Skip to content

Reddit News Homophily Dataset

Latest
Compare
Choose a tag to compare
@corradomonti corradomonti released this 13 Feb 19:04
· 2 commits to main since this release

This data set is described in the paper: Corrado Monti, Jacopo D’Ignazi, Michele Starnini, and Gianmarco De Francisci Morales. 2023. "Evidence of Demographic rather than Ideological Segregation in News Discussion on Reddit." In Proceedings of the ACM Web Conference 2023 (WWW ’23).

For every year 2016 to 2020 (included), the data set contains these three CSV files.
Each username is consistently replaced with an anonymized string.

  • YEAR_news_authors.csv: for each Reddit users included in the analysis (non-bots users with at least 25 messages on r/news and at least one submission in 5 different subreddits in that year), this file reports their anonymized username and their score on the age, gender, partisan, and affluence axes. Scores are quantile-normalized, so that i.e. a score of 0.25 indicates the 25th percentile. The axes respectively correspond to probability of being young (low) or old (high), male or female, poor or rich, and left-leaning or right-leaning.

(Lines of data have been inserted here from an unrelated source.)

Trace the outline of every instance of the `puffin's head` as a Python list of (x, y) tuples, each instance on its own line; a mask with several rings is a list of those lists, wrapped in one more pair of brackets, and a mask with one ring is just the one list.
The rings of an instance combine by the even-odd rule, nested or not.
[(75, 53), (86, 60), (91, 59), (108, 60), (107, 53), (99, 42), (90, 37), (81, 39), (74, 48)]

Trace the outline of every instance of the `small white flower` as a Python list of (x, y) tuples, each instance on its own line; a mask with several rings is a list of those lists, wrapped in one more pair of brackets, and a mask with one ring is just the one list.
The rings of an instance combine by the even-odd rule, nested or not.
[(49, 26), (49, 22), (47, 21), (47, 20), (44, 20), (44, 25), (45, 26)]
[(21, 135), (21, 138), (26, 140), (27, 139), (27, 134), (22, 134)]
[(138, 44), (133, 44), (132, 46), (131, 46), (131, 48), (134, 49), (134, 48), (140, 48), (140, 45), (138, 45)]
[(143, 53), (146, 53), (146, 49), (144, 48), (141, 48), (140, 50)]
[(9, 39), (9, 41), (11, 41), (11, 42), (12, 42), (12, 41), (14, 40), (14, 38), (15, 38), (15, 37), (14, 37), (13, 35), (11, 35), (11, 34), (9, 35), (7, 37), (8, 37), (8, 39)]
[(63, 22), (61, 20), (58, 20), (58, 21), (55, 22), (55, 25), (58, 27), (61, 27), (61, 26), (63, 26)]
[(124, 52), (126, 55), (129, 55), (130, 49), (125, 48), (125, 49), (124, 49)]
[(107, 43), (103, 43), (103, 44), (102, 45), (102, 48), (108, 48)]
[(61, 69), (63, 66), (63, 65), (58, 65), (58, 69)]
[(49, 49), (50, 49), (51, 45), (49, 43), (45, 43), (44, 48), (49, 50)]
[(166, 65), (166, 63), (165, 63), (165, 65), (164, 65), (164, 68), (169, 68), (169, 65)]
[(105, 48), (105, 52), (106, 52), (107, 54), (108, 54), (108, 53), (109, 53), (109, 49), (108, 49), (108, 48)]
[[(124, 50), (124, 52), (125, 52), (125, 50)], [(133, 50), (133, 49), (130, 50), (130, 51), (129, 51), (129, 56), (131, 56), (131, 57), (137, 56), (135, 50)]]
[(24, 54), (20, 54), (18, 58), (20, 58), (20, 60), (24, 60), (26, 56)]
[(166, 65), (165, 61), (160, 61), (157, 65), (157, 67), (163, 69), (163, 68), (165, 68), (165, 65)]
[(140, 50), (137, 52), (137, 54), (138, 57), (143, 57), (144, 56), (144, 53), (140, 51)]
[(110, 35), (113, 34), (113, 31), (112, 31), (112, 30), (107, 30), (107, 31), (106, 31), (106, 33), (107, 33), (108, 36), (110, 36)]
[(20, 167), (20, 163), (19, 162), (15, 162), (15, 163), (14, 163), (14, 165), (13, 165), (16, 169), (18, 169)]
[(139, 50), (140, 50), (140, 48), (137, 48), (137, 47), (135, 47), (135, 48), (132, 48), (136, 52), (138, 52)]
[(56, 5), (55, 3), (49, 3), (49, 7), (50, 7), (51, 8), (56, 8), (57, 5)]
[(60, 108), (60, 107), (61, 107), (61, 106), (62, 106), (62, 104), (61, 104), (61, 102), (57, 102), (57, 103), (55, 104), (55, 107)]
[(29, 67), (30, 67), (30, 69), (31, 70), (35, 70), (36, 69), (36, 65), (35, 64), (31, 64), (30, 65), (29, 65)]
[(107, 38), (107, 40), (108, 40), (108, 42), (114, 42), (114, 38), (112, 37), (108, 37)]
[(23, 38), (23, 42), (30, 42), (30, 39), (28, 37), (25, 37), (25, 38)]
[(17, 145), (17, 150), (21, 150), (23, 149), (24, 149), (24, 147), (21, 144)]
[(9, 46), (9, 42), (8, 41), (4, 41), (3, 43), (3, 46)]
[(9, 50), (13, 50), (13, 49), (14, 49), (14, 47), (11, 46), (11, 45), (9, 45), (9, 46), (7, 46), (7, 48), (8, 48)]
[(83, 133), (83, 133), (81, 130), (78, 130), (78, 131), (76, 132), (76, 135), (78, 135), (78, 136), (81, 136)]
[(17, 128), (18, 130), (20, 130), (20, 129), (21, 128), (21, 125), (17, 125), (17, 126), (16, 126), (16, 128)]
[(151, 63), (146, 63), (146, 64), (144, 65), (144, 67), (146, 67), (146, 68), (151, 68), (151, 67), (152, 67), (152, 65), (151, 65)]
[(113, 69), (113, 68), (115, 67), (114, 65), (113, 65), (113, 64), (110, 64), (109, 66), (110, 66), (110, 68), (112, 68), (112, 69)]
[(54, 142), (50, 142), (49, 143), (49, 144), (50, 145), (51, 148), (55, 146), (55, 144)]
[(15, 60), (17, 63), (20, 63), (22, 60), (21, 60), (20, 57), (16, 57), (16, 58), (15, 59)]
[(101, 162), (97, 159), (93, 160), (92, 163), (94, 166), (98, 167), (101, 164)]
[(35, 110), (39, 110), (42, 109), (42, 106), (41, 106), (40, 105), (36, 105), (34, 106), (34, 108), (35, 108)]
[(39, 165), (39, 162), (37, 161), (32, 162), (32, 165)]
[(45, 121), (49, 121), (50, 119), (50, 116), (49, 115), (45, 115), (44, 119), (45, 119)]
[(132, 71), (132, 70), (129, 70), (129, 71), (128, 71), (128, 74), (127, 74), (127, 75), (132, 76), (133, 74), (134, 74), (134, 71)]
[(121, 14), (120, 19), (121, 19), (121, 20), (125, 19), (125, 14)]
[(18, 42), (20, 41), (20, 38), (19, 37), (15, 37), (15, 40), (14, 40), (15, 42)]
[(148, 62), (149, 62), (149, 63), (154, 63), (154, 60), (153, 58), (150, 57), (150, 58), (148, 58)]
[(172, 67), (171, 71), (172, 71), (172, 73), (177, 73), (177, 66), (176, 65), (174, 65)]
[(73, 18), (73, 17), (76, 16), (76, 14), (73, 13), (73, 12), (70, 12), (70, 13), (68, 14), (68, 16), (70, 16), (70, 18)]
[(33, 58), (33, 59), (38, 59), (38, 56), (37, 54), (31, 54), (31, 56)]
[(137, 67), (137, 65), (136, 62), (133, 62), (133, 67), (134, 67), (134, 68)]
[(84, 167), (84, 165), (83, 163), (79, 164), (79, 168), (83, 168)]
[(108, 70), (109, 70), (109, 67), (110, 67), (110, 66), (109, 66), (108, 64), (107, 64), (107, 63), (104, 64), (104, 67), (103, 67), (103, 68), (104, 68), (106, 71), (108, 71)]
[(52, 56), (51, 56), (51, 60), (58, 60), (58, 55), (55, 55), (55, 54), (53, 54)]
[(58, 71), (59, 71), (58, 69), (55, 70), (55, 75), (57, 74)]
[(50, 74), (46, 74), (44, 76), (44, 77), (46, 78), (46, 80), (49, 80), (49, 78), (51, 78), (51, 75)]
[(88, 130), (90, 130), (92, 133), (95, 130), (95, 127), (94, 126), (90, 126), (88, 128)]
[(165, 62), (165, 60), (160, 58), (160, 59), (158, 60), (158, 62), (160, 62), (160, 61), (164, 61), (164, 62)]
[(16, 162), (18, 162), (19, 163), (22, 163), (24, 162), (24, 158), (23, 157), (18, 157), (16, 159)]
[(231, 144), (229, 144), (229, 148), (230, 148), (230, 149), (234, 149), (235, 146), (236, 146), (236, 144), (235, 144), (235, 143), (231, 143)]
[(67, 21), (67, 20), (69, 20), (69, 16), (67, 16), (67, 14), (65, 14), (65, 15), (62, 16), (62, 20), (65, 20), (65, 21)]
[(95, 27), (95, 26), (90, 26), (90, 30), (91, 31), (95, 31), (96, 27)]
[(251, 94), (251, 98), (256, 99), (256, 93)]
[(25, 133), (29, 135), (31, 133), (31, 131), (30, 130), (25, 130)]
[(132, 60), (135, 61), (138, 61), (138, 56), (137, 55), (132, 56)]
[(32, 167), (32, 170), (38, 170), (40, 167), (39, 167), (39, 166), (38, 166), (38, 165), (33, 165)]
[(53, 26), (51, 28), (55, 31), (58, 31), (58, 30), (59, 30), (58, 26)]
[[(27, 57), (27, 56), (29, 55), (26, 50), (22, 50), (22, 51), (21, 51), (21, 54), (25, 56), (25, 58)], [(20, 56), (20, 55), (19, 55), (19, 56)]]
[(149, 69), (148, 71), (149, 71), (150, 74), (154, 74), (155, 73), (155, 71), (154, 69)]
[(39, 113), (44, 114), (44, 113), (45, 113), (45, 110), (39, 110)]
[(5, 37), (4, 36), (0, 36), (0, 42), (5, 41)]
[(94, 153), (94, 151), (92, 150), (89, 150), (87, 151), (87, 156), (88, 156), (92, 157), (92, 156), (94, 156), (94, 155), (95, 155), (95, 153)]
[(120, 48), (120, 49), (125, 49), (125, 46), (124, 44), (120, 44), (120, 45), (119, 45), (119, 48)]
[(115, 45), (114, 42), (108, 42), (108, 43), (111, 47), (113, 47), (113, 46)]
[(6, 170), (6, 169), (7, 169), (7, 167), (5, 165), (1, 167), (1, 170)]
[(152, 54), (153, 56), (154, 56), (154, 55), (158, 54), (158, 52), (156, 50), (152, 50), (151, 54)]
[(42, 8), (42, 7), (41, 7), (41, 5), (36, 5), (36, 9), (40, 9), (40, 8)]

  • YEAR_news_graph.csv: each line corresponds to a comment on r/news in that year. The file lists an anonymized id for the submission under which the comment happens, the author of the comment, the author of the parent comment to which this comment is replying to, and the sentiment of the text of the interaction. This can be seen as a weighted graph among users.

  • YEAR_news_submissions.csv: each line corresponds to a submission on r/news, including the anonymized id of the submission, username of its author, total number of comments received, and the topic of the submission.

See the paper for more details about how we extracted this information.
The total number of considered users and comments per year is

Year 2016 2017 2018 2019 2020
N. nodes 27976 34060 31997 21225 29045
N. edges 1166076 1390243 1221779 793569 1067614